# Fragen zu 5.5 EVP



## Alpine Maschine (23. März 2008)

Hi Leute!

Ich hab da ein paar Fragen zum 5.5 EVP.

Mit welchen Gabeln fahrt ihr das Bike? Würde eurer Meinung nach eine 160er, z.B. eine Fox 36 rein passen?

Wie sieht das aus mit den Reifen: Passt ein 2,4er (Big Betty, Maxxis Advantage, Mountain King) durch den Rahmen? Im Handbuch ist nur von 2,25 die Rede.

Merci schon mal


----------



## Tomson (24. März 2008)

Hallo!

Ich hab eine Manitou Nixon (140mm Federweg) in meinem 5.5.
Mir persönlich wäre die 36er etwas zu "fett" für diesen Rahmen, Geschmacksache. Jedoch könnte es Probleme mit Anschlagen der Gabelbrücke am Rahmen geben. Da gibs doch in dem "Tipps und Tricks"-Fred was drüber. Bei meiner Nixon hab ich da keine Probleme.

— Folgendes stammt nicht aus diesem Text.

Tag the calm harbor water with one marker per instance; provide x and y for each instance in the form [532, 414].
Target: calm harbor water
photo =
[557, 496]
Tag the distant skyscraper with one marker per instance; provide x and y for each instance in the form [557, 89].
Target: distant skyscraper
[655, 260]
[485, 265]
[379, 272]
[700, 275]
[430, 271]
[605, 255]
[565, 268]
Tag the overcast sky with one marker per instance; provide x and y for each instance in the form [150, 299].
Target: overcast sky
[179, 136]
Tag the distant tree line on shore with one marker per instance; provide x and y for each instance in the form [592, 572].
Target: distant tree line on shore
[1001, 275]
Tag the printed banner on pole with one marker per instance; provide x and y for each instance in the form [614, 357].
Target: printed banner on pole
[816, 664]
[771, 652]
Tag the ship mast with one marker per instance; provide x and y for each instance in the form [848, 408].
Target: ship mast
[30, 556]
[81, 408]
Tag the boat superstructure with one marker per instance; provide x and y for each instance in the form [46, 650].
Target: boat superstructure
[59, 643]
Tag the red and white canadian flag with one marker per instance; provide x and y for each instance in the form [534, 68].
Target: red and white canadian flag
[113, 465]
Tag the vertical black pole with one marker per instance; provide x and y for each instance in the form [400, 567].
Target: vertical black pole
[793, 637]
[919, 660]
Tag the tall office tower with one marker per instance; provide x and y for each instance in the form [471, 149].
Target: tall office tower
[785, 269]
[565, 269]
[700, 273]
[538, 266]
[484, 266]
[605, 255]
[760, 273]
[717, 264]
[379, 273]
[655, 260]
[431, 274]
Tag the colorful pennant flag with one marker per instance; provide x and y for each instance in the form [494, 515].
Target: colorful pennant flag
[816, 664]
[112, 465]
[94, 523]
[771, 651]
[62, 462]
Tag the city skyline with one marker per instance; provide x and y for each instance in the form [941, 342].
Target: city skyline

Reifentechnisch würde max. ~ 70mm Breite passen, jedoch ist dies schon knapp an den Kettenstreben (Schleifen bei Verwindung). Ich  fahre Michelin mit 2.2 oder 2.25 Breite. 2.4" wird evtl etwas knapp, vielleicht weiss jemand mehr?!

Beste Grüße,

Tom


----------



## MTB-News.de




----------



## vfsol (26. Mai 2008)

Hallo zusammen,

fahre 'ne Acros Mamba FR mit 140mm Federweg und den FatAlbert 2.35" - passt noch halbwegs vernünftig in den Hinterbau und ist halt ein absolut genialer Reifen...

Ride on!

Volker


----------



## Frog (27. Mai 2008)

Hi,

zu den Reifen:
Fahre den fat albert, von der Breite passt locker ein größerer rein, nur in der Höhe darf nichts dazu kommen. 
Würde evtl. den Minion 2,3 oder den neuen Advantage 2,25 für hinten verwenden.

zu der Gabel:
Hatte mal eine Z1 FR1 ETA 150 drin. Das fuhr sich sehr gut. Könnte mir auch eine FOX 36 vorstellen. Nur leider verlierst Du die Garantie mit Gabeln über 140 mm FW.  Ich würde heute eine PIKE Dual Air einbauen.

Pass aber auf den Steuersatz auf. Es gibt nur 3 Möglichkeiten eine FOX / RS Gabel in ein 5.5 EVP einzubauen:
-der neue HOPE mit dem neuen, 3 mm höheren geschlitzten Konus
-Chris King in Verbindung mit dem VENTANA Konus
- Cane Creek S5 mit der unteren 17 mm Lagerschale.

Grüße


----------